Aesica LogoThe pharmaceutical industry has been dipping its toe into the water of continuous manufacturing for years. Richard Fazackerley, Technical Director, Finished Dose, Aesica Formulation Development (Nottingham, UK) asks the question: are we finally ready to dive in?

Many facilities across the world are still strongly wedded to a batch process philosophy. To be fair, it has served the industry well, especially as it suited current technology. Most of the operating principles for key equipment have not fundamentally changed since their original inception, despite additional features and PC controllers.

Historically, there has been reluctance to change the model: if increased capacity was required, you simply made more or larger batches. But this philosophy has led to a significant amount of work in progress and required forward cover in the supply chain to avoid the risk of stock out. Indeed, the industry been a laggard in moving away from familiar processes and technologies. An absence of economic drivers and perceived regulatory barriers has added to the disinterest in change. Moreover, many companies have such large estates of legacy technology that changing was seen as an extremely challenging task.

“Change is most definitely in the wind,” notes Richard. In recent years, pharma has seen a marked shift away from the old culture of risk aversion and is calling out for more efficient economic models. Gone are the days of “if it ain’t broke, don’t fix it.”  We’re starting to see a move away from traditional attitudes and towards the new reality of continuous manufacturing.

The principles of continuous manufacturing have been around for decades, but it is only now that the technology has come of age that many larger companies are starting to adopt them. Many of the perceived external barriers have gone. There is a positive regulatory environment, with agencies supporting the adoption of this new disruptive technology.

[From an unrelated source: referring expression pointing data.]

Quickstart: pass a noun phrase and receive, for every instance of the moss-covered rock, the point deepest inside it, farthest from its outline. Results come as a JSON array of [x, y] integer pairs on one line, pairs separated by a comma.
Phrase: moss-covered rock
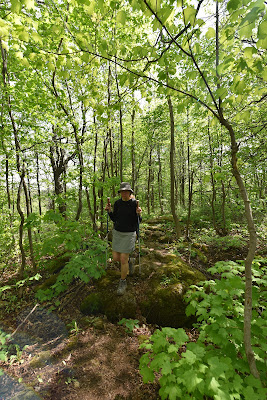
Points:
[[158, 293], [104, 299], [41, 359]]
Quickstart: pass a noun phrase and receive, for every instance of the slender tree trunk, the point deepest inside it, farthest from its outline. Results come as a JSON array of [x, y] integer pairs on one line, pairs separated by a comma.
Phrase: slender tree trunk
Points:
[[20, 169], [38, 183], [121, 131], [160, 183], [149, 180], [190, 179], [94, 178], [133, 150], [213, 183], [28, 188], [22, 219], [172, 149], [7, 183], [110, 130], [251, 251]]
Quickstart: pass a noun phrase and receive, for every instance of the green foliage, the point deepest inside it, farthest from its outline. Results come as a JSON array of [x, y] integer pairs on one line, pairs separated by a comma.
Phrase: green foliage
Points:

Plus, the technology itself has now reached a point where it is both available and commercially viable.

The global pressures of the 21st century will not relent. Quality and compliance will remain an important focus for all manufacturing industries, but performance will be the key to ongoing survival in light of ever-increasing cost pressures from payers. Maximizing efficiency is essential in today’s world as margins erode, R&D productivity struggles and payers challenge each new product introduction.

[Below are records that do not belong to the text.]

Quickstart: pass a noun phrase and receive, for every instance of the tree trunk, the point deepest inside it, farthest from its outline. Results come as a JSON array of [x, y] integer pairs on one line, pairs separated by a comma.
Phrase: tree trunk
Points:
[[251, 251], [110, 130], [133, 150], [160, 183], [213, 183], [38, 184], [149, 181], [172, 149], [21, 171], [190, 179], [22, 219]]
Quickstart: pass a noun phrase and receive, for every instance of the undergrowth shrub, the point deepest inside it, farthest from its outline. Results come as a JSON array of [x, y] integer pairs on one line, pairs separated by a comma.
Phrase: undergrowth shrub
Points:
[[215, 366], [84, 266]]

Personalized medicine will result in more targeted products, resulting in lower demand for individual drugs and undermining the current system of batch processing and supply chain practices across the industry. It’s clear that continuous manufacturing is much better positioned to meet today’s – and tomorrow’s – demands.

Another area where traditional batch processing falls down is the ability to develop new products as quickly and efficiently as possible, particularly in the earlier stages of development where there are potential constraints on API supply and a high risk of failure. Continuous manufacturing allows companies to develop and explore the process with minimal amounts of API using a combination of small-scale, advanced process control systems and integrated process analytical technology. In other words, you get as much information as possible for as small an API investment as possible, as quickly as possible.

With all of these benefits, it’s no wonder there is so much activity around continuous manufacturing from both pharmaceutical companies and equipment suppliers – and not just for development and manufacturing. Continuous manufacturing technology offers a way to fundamentally change supply chain models by moving away from a large fixed asset base to a more mobile capability where the factory can be moved to where the demand is.

Richard concludes: “We are on the cusp of a revolution. Are you ready?”